Arqueólogos identificaram uma descoberta intrigante sob as areias do leste do Sudão: 260 túmulos coletivos até então desconhecidos, espalhados por […]

Descoberta no deserto revela 260 valas comuns com padrão assustador
Arqueólogos identificaram uma descoberta intrigante sob as areias do leste do Sudão: 260 túmulos coletivos até então desconhecidos, espalhados por quase 1.000 quilômetros no deserto de Atbai, a leste do rio Nilo. O achado chama atenção não apenas pela quantidade de sepultamentos, mas pela forma como todos parecem seguir uma lógica muito parecida, repetida ao longo de uma imensa área desértica.
Esses locais são conhecidos como sepultamentos em recintos. Cada um deles possui uma grande estrutura circular, delimitada por muros de pedra ou terra, algumas com até 80 metros de diâmetro.

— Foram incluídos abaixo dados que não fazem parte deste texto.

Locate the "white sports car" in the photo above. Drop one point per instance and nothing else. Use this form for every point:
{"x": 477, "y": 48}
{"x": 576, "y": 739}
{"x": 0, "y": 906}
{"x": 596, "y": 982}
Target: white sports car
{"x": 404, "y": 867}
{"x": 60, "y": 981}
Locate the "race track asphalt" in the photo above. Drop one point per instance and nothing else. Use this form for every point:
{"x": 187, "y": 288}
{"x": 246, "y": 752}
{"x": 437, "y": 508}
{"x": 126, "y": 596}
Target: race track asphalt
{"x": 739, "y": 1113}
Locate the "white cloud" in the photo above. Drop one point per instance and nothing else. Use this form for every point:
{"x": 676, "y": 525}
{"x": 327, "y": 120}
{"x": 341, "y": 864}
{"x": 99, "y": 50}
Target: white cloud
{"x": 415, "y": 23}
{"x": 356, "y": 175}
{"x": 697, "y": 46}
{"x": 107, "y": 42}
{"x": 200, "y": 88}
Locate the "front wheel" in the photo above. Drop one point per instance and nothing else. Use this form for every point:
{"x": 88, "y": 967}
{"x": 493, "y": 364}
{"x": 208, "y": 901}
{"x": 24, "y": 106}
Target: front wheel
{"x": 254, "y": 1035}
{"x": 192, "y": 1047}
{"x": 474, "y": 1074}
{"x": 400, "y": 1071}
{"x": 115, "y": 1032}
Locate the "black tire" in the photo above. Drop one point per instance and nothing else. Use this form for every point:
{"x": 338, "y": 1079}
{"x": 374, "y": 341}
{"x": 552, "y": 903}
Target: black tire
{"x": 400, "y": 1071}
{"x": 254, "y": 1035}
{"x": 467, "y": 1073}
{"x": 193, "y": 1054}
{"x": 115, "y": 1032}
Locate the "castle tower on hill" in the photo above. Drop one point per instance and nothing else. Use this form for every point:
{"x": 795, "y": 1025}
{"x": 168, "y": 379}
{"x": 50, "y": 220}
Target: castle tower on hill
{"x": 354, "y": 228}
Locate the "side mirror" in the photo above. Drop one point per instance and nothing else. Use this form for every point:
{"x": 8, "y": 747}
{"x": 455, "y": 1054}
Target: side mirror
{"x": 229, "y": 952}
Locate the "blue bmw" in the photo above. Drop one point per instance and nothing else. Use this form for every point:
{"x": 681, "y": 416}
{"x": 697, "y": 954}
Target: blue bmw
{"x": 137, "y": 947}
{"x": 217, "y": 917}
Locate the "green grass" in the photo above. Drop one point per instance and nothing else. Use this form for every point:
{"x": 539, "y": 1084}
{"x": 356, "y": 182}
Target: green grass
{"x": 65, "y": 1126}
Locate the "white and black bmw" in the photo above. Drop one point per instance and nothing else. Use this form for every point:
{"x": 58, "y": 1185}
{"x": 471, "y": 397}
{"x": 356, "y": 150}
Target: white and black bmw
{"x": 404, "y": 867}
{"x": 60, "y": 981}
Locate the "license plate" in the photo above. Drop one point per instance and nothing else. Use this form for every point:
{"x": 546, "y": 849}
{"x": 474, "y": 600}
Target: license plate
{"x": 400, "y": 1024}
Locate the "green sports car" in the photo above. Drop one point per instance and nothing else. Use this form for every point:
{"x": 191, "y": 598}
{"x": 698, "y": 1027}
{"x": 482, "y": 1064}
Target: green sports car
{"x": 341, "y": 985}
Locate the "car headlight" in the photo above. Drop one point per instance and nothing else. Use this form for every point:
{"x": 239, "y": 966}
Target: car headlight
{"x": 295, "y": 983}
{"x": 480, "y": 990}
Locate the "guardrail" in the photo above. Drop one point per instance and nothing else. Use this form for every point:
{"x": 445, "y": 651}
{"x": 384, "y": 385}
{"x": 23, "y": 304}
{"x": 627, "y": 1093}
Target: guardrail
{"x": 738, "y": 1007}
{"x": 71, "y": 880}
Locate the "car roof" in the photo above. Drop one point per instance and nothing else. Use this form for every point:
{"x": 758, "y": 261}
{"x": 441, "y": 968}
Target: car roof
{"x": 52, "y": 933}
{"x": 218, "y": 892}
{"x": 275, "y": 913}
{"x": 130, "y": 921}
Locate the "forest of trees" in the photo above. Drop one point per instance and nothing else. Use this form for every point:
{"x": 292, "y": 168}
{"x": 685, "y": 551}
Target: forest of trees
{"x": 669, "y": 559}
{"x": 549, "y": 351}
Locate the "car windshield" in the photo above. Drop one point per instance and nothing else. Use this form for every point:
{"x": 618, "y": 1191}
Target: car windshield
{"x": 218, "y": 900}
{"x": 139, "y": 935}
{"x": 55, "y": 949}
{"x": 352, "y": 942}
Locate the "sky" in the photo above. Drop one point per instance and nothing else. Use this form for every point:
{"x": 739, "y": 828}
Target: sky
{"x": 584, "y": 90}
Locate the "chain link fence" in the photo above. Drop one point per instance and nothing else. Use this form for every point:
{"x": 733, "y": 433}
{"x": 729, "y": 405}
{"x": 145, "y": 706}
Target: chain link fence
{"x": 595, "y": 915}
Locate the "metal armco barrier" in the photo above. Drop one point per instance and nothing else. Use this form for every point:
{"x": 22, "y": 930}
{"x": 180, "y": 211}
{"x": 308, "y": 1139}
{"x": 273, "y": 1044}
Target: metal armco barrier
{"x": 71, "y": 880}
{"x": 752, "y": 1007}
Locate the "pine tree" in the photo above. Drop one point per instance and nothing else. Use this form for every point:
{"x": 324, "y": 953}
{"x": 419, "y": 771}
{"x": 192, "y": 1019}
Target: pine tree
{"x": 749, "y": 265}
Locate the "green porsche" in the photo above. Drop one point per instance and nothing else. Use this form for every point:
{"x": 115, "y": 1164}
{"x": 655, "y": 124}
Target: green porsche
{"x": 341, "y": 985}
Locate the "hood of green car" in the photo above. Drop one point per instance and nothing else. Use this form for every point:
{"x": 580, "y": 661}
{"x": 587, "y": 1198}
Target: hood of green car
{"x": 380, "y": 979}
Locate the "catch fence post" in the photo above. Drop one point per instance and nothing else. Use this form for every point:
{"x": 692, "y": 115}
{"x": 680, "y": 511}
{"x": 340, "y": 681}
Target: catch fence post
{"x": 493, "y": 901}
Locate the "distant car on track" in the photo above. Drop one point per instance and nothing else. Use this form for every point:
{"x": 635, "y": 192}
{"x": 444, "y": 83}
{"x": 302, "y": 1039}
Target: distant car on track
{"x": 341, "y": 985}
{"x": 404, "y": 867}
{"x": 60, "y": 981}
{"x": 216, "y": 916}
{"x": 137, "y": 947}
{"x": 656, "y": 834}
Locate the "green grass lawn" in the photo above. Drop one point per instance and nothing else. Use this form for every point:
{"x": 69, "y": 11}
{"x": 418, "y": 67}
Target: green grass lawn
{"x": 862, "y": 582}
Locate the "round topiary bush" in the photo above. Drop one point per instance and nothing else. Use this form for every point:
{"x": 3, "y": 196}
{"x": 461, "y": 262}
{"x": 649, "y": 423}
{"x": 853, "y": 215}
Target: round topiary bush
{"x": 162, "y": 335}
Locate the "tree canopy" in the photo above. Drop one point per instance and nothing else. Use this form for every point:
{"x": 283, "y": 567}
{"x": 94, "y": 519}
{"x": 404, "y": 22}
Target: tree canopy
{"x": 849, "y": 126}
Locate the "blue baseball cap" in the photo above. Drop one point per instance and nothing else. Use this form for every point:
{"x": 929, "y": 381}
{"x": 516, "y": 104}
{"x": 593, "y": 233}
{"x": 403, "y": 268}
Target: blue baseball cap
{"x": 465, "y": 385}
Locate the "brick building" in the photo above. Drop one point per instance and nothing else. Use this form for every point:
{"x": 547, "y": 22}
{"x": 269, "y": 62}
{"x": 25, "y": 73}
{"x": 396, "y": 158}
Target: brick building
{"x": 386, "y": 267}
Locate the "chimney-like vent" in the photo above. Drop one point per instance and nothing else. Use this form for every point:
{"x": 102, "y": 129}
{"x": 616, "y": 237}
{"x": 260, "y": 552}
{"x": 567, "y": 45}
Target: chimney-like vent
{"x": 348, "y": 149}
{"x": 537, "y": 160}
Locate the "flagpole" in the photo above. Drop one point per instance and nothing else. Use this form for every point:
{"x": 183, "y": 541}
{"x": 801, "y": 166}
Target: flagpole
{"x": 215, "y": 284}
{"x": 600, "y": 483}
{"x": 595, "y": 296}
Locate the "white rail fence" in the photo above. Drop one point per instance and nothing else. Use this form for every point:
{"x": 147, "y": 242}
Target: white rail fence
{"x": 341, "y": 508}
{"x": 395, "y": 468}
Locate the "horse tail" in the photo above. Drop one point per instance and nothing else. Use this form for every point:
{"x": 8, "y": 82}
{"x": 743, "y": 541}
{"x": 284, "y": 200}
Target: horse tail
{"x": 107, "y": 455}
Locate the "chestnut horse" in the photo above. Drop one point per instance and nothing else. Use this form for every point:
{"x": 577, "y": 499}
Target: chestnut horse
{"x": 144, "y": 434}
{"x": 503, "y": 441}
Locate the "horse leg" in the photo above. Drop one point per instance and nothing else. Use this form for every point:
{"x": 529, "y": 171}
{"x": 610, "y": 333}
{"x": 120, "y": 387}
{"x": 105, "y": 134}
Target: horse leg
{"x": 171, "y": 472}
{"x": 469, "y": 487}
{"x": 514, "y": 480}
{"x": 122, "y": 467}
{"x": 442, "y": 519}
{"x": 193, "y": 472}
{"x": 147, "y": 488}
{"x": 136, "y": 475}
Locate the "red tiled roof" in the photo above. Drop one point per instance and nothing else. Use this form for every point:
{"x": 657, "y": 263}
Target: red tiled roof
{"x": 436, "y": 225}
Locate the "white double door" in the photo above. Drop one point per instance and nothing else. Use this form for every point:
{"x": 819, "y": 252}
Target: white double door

Dentro desses círculos, ossos humanos e de animais foram cuidadosamente posicionados. No centro, porém, havia sempre uma figura principal, aparentemente alguém de grande importância. Ao redor dela, eram enterradas outras pessoas e animais, como se todos fizessem parte de uma cerimônia organizada em torno de um personagem central.
Os túmulos teriam cerca de 6.000 anos e datam de aproximadamente 4000 a.C. a 3000 a.C., antes mesmo do florescimento do Egito faraônico. A descoberta foi feita por pesquisadores da Universidade Macquarie, da unidade francesa HiSoMA e da Academia Polonesa de Ciências.
Curiosamente, eles não chegaram aos locais com escavações tradicionais no início, mas por meio de imagens de satélite, analisando o deserto de cima em um longo trabalho de sensoriamento remoto.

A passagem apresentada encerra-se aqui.